While Netflix has spent the last two years releasing fan favorites, it was bound to hit a wall and release something that didn’t exactly hit the mark.
“When We First Met,” released on Feb. 9, is unfortunately one of those products that flopped.
As a die-hard fan of romantic comedies – think “How to Lose a Guy in 10 Days,” “Love Actually” etc. – I have a pretty open mind when it comes to accepting plot inconsistencies and half-baked acting. However, this film surpasses even my willingness to accept the bare minimum from the actors and script.
My main points of contention with this film are the dialogue and the overarching plot. While I accept expositional dialogue is a common form of storytelling, this film relies heavily on it and undercuts the entirety of the movie with its repetitive nature.
The remaining dialogue among the characters feels incredibly stilted. It’s as if the director let the actors read over the script once and said, “OK! Let’s get to shooting!” I understand that most romantic comedies inherently lack a unique script, but I expected more from Netflix given that it has released content such as “Stranger Things” and “Dear White People,” – both of which delve into romance in an authentic way.
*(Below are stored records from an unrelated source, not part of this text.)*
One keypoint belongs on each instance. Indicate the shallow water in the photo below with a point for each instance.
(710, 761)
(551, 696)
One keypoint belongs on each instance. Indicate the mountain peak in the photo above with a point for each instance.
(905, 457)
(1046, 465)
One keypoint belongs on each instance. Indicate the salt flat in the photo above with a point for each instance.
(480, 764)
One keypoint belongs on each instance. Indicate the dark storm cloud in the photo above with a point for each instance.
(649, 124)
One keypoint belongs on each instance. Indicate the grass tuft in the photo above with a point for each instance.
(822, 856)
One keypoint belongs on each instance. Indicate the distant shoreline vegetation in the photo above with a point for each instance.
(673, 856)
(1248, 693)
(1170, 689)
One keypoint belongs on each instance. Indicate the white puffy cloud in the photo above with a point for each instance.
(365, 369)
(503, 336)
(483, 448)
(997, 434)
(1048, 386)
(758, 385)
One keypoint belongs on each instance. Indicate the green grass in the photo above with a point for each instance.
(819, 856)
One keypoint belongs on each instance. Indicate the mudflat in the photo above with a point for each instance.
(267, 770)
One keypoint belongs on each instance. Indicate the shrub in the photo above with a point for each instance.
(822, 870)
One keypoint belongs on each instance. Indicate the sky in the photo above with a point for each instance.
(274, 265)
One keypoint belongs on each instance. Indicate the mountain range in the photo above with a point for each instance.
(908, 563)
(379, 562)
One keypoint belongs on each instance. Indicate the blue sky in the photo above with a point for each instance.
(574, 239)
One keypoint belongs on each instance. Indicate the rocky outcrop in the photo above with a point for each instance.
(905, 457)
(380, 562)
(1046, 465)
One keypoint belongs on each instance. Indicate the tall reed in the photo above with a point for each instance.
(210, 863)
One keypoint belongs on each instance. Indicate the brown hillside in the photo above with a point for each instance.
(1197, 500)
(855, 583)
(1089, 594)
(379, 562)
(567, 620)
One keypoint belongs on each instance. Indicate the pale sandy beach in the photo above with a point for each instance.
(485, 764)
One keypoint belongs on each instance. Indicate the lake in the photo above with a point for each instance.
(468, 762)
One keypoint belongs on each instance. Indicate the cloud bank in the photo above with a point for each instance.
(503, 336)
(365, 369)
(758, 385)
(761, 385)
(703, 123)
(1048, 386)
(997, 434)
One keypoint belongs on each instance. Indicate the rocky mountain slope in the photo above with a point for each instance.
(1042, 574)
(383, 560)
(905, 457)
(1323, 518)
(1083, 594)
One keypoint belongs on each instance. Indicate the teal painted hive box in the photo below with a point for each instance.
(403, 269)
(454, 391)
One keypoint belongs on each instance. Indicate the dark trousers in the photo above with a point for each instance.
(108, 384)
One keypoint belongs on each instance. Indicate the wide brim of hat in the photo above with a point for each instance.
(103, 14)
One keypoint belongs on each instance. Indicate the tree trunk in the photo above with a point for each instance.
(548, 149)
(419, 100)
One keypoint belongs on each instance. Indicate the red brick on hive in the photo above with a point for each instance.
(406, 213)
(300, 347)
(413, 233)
Without giving away too much about the plot, though the entire movie could be understood simply by watching the trailer, this movie inexplicably pairs time travel with the “Groundhog Day” premise to produce a movie that focuses on the main character, Noah (played by Adam Devine) going back in time, repeatedly, so he can change his behavior and “be the kind of man” his best friend Avery (played by Alexandra Daddario) will fall in love with.
I had hoped as a society we had agreed “Groundhog Day” was not to be repeated again and again and again … but apparently not.
The movie spends way too much time making these time jumps obvious, something that is incredibly clear for someone who is sitting there watching the movie.
A prime example of the forced time jump is at the beginning, when the audience is forced to endure almost two minutes of the “hit” song, “Sexy and I Know It,” by LMFAO – which ironically came out in 2011 – to signify that this portion of the film takes place in the past, as if the scrolling text that reads “October 31, 2014” didn’t make it clear enough.
The plot itself is essentially every rom-com recycled into a singular plot. Down-on-his-luck Noah is in love with his oblivious best friend Avery and the plot is driven by Noah’s inability to accept that Avery isn’t in love with him and plans on marrying someone else.
This film even employs the trope of a singular person of color with more than two lines as the suave ladies’ man and best friend of Noah – Max (played by Andrew Bachelor). And if the audience couldn’t rely on this trope enough, the movie capitalizes on inserting the quirky best friend of Avery, whose romantic life is in shambles, Carrie (played by Shelley Hennig).
Overall, this film reinforces the idea that women are simply objects to be “won over.” It lacks characters whom the audience can root for and essentially enforces the stereotype that men and women can’t be friends.
Grade: D, Might as well be titled “We Can’t Be Friends.” A movie that made me wish I could go back in time and never watch it.